In a study by the Philippine Institute for Development Studies (PIDS) I came across, the state-owned think tank recognizes the importance of social justice in crafting and implementing the country’s post-pandemic recovery plan and thus selected it as the theme of its 2021 to 2022 Economic Policy Monitor (EPM).

I find the PIDS report ambitious but I very much agree with it – that our policymakers and leaders should make social justice the front and center of the country’s post-pandemic recovery plan to ensure that no one is left behind as the Philippines recovers from the pandemic and builds resilience to future shocks.

The concept of social justice is not new in the Philippines. It is in our 1987 Constitution, which underscores social justice as a commitment to create equitable opportunities and reduce socioeconomic and political inequalities.

PIDS, in particular, highlighted the disproportionate impacts of the pandemic on the marginalized.

“The adverse effects of the pandemic transcended the country’s systems and sectors. It tested the health system to its limit, especially health facilities in poor areas with scarce supply-side capacities.

“At the beginning of the crisis, employment rates abruptly declined and tormented informal sector workers with no-work and no-pay arrangements. The unemployment rate hit a record high of 17.6 percent in the first quarter of 2020, eliminating 1.7 million jobs in a year,” PIDS said.

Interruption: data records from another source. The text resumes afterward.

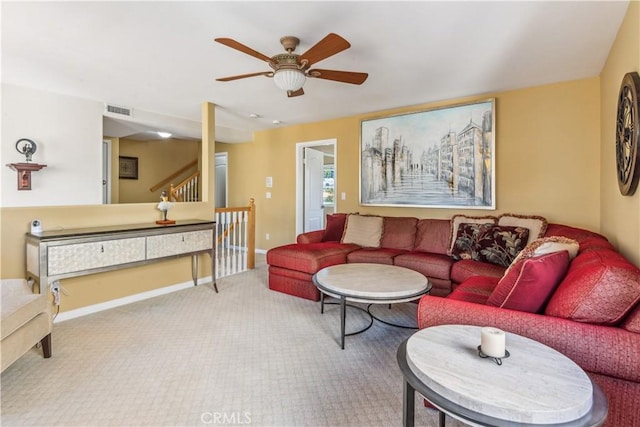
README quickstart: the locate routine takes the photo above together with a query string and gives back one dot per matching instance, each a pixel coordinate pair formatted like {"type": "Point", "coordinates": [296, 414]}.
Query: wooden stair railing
{"type": "Point", "coordinates": [184, 183]}
{"type": "Point", "coordinates": [187, 190]}
{"type": "Point", "coordinates": [235, 239]}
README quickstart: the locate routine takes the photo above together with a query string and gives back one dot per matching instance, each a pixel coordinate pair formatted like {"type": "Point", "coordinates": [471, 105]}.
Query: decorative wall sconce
{"type": "Point", "coordinates": [26, 147]}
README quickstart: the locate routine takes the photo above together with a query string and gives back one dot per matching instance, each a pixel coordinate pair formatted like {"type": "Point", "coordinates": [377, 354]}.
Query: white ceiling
{"type": "Point", "coordinates": [160, 56]}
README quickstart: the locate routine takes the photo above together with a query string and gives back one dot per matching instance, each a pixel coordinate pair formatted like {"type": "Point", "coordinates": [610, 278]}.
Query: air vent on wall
{"type": "Point", "coordinates": [121, 111]}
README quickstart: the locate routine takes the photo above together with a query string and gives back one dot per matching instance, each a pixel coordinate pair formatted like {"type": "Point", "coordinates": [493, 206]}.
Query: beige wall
{"type": "Point", "coordinates": [98, 288]}
{"type": "Point", "coordinates": [547, 155]}
{"type": "Point", "coordinates": [620, 215]}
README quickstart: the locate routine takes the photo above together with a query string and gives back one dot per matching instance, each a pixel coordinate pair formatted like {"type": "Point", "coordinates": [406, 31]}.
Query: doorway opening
{"type": "Point", "coordinates": [221, 180]}
{"type": "Point", "coordinates": [316, 183]}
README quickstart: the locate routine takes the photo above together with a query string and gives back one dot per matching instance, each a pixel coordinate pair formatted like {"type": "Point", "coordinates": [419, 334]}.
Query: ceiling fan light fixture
{"type": "Point", "coordinates": [289, 79]}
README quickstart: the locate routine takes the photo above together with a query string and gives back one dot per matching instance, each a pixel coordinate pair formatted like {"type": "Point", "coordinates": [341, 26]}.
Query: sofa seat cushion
{"type": "Point", "coordinates": [430, 265]}
{"type": "Point", "coordinates": [399, 233]}
{"type": "Point", "coordinates": [376, 256]}
{"type": "Point", "coordinates": [528, 285]}
{"type": "Point", "coordinates": [600, 287]}
{"type": "Point", "coordinates": [476, 289]}
{"type": "Point", "coordinates": [632, 321]}
{"type": "Point", "coordinates": [433, 236]}
{"type": "Point", "coordinates": [310, 257]}
{"type": "Point", "coordinates": [19, 305]}
{"type": "Point", "coordinates": [467, 268]}
{"type": "Point", "coordinates": [293, 282]}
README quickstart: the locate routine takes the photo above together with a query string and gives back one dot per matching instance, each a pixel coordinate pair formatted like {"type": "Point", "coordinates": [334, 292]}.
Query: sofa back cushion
{"type": "Point", "coordinates": [399, 233]}
{"type": "Point", "coordinates": [529, 283]}
{"type": "Point", "coordinates": [571, 232]}
{"type": "Point", "coordinates": [334, 229]}
{"type": "Point", "coordinates": [363, 230]}
{"type": "Point", "coordinates": [632, 321]}
{"type": "Point", "coordinates": [433, 236]}
{"type": "Point", "coordinates": [600, 287]}
{"type": "Point", "coordinates": [537, 225]}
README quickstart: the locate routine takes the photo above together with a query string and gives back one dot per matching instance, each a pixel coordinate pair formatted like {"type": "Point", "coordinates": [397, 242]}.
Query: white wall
{"type": "Point", "coordinates": [68, 132]}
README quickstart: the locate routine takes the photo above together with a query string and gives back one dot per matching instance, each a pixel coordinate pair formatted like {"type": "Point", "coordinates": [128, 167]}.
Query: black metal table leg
{"type": "Point", "coordinates": [441, 418]}
{"type": "Point", "coordinates": [409, 410]}
{"type": "Point", "coordinates": [343, 314]}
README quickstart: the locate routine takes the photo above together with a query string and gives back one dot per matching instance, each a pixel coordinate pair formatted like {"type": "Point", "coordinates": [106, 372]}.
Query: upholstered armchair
{"type": "Point", "coordinates": [26, 320]}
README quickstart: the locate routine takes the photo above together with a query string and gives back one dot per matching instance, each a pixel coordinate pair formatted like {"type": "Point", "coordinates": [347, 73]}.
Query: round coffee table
{"type": "Point", "coordinates": [535, 386]}
{"type": "Point", "coordinates": [369, 283]}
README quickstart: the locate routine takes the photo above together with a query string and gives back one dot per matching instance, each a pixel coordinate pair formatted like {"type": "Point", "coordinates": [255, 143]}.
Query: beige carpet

I do believe that the government should provide people equal opportunities to recover from the pandemic.

This means creating economic opportunities for everyone – from access to jobs, shelter, food and, more importantly, opportunities to reach one’s full potential.

Social justice is also in many international declarations to which the country is a signatory, as PIDS pointed out, such as the Charter of the United Nations, the Universal Declaration of Human Rights, the International Covenants on Human Rights, the Copenhagen Declaration and the United Nations Millennium Declaration.

“These declarations push for equality in political and civil rights, particularly in eliminating all forms of discrimination and allowing for equal access to opportunities and acceptable living conditions,” PIDS said.

Moving forward

It’s exciting to imagine what we all can achieve as a country this 2023.

Wouldn’t it be great if we have a society that is efficient, altruistic and one that works for the benefit of each and every Filipino and not just for a powerful few?

Wouldn’t it be greater if this becomes a reality and not just aspirations that are perennially in our thoughts and dreams?

Let us wish for more of these. We really need to move forward, not in circles and not backwards.

Indeed, let us long for a better tomorrow and let’s start working on it today and everyday after that.

I wish everyone a prosperous new year filled with peace, love and health.